Manage Teams in Grafana OnCall

Teams in Grafana OnCall enable the configuration of visibility and filtering of resources, such as alert groups, integrations, escalation chains, and schedules. OnCall teams are automatically synced with Grafana teams created at the organization level of your Grafana instance. To modify global settings like team name or team members, navigate to Configuration > Teams. For OnCall-specific team settings, go to Alerts & IRM > OnCall > Settings > Teams and Access Settings.

This section displays a list of teams, allowing you to configure team visibility and access to team resources for all Grafana users, or only admins and team members. You can also set a default team, which is a user-specific setting; the default team will be pre-selected each time a user creates a new resource. The team list includes a No team tag, signifying that the resource has no team and is accessible to everyone.

Admins can view the list of all teams, while editors and viewers can only see teams (and their resources) they are members of or if the team setting “who can see the team name and access the team resources” is set to “all users of Grafana”.

⚠️ In the main Grafana teams section, users can set team-specific user permissions, such as Admin, Editor, or Viewer, but only for resources within that team. Currently, Grafana OnCall ignores this setting and uses global roles instead.

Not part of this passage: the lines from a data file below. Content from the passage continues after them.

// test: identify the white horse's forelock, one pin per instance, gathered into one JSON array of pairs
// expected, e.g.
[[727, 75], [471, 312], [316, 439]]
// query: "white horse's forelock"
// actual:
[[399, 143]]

Teams help filter resources on their respective pages, improving organization. You can assign a resource to a team when creating it. Alert groups created via the Integration API inherit the team from the integration.

Resources from different teams can be connected with one another. For instance, you can create an integration in one team, set up multiple routes for the integration, and utilize escalation chains from other teams. Users, schedules, and outgoing webhooks from other teams can also be included in the escalation chain. If a user only has access to the first team and not others, they will be unable to view the resource, which will display as 🔒 Private resource. This feature enables the distribution of escalations across various teams.